A estas alturas Cláudio que pensava estar progredindo em suas investigações, viu que não tinha descoberto coisa nenhuma, a noite chegara ao fim, e ele tinha menos do que no inicio, ou seja, nada.
Na casa da professora Dalva, estava tudo aparentemente calmo, ninguém fazia comentários, e nem tocava no nome de Adriana.
Mas por traz da aparente calma, havia um clima muito tenso, uma verdadeira briga de gato e rato, talvez um jogo de suspense, apenas no psicológico, ninguém queria dar o primeiro passo, mas isto estava desgastando a relação de Nestor e Dalva cada vez mais.
Um dia a cozinheira perguntou pra Dalva:
-Patroa se a senhora não se importa eu, posso lhe faze uma pergunta?
-Claro pode perguntar sim, você pra mim é como uma irmã mais velha fique a vontade.
-Aquele causo que a senhora falou outro dia do seu marido, já ta resorvido?
-Pois é não está!
-E o que ta fartando?
-Sei lá eu acho que faltando é coragem de decidir.
-Como assim decidir?

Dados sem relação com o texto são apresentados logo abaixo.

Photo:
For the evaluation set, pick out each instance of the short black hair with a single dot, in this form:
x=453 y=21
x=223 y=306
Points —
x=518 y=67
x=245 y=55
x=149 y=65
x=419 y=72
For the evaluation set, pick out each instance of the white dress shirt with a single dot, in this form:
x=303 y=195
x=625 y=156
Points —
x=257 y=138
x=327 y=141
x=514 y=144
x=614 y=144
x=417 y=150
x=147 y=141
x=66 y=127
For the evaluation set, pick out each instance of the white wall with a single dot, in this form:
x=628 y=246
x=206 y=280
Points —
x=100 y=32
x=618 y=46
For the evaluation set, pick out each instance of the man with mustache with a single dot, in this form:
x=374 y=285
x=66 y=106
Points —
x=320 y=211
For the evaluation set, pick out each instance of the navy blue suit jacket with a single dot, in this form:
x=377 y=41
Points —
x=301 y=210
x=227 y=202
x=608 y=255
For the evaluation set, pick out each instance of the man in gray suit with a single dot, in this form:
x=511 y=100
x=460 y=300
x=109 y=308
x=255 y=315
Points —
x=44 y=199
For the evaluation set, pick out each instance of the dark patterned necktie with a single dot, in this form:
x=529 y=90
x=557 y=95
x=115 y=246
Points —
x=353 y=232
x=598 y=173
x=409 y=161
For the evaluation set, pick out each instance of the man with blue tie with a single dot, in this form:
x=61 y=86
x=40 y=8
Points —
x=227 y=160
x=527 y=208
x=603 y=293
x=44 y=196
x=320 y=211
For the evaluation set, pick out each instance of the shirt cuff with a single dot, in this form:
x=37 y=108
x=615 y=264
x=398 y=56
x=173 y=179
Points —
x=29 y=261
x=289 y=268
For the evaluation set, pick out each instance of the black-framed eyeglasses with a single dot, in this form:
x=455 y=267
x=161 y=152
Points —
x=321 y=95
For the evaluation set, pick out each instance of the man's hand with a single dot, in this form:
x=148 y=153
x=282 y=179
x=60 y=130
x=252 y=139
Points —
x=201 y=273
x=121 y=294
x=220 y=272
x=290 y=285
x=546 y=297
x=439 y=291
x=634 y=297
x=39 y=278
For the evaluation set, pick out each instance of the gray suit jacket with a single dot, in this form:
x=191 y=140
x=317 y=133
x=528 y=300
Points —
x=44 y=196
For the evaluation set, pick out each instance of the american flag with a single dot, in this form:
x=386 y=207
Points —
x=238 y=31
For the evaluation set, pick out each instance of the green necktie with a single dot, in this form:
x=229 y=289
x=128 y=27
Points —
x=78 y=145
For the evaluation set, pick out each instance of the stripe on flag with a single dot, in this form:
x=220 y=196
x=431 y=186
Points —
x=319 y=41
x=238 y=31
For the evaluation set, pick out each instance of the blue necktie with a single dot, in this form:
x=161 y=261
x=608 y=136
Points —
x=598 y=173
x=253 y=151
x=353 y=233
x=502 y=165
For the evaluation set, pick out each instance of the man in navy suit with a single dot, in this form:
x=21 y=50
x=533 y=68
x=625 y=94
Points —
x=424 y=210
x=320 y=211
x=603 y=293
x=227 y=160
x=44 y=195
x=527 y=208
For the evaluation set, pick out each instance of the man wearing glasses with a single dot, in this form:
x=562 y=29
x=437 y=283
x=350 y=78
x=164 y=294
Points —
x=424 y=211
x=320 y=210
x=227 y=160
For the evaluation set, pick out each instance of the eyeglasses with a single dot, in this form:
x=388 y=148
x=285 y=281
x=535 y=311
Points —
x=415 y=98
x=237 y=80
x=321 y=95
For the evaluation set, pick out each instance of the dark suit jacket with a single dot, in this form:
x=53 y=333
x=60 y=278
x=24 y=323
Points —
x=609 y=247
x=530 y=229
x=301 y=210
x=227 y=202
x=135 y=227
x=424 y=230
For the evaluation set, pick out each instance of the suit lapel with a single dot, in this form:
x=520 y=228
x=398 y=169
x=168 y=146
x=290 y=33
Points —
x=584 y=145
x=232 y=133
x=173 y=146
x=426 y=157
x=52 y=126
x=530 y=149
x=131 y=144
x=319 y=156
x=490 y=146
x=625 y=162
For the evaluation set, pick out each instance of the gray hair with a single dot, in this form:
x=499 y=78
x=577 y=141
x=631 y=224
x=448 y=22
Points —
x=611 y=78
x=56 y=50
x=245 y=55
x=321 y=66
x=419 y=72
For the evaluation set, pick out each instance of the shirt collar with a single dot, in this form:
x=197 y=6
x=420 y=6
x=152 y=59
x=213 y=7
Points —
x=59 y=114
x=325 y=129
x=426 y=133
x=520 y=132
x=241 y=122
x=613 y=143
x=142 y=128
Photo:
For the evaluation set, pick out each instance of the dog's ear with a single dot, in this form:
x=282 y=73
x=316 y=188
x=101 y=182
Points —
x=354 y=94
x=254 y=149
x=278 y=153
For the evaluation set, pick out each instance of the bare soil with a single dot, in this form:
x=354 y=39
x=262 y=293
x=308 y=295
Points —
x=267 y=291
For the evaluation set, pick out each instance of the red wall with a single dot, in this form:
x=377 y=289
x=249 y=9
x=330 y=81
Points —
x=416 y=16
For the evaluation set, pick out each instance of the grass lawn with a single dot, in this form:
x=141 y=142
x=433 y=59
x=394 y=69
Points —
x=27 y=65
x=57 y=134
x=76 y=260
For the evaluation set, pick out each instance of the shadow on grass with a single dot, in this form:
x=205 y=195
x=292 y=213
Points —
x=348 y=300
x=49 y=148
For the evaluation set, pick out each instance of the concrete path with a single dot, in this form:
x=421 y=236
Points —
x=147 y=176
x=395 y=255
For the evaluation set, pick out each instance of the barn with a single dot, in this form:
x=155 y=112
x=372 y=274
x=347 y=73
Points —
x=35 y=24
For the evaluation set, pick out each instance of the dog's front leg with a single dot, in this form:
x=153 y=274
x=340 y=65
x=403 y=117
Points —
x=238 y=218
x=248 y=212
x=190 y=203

O que precisa decidir?
-Colocar as cartas na mesa, e acabar com este jogo, isto sim. E é o que eu vou fazer!
-Coloca carta na mesa, decidi jogo, não to entendendo nada. Do que a senhora ta falando?
-Estou falando do que ter feito há muito tempo, em vez de estar me martirizando, sem nenhum resultado.
-Mas primeiro vou falar com Cláudio.
Perdão patroa. Mas quem é este Cláudio que eu nuca ovi fala?
-Deixa pra lá, depois a gente fala sobre isto.
-Tenho que ir agora.
Joana não entendeu nada, mas que diferença fazia. Ela era só a cozinheira.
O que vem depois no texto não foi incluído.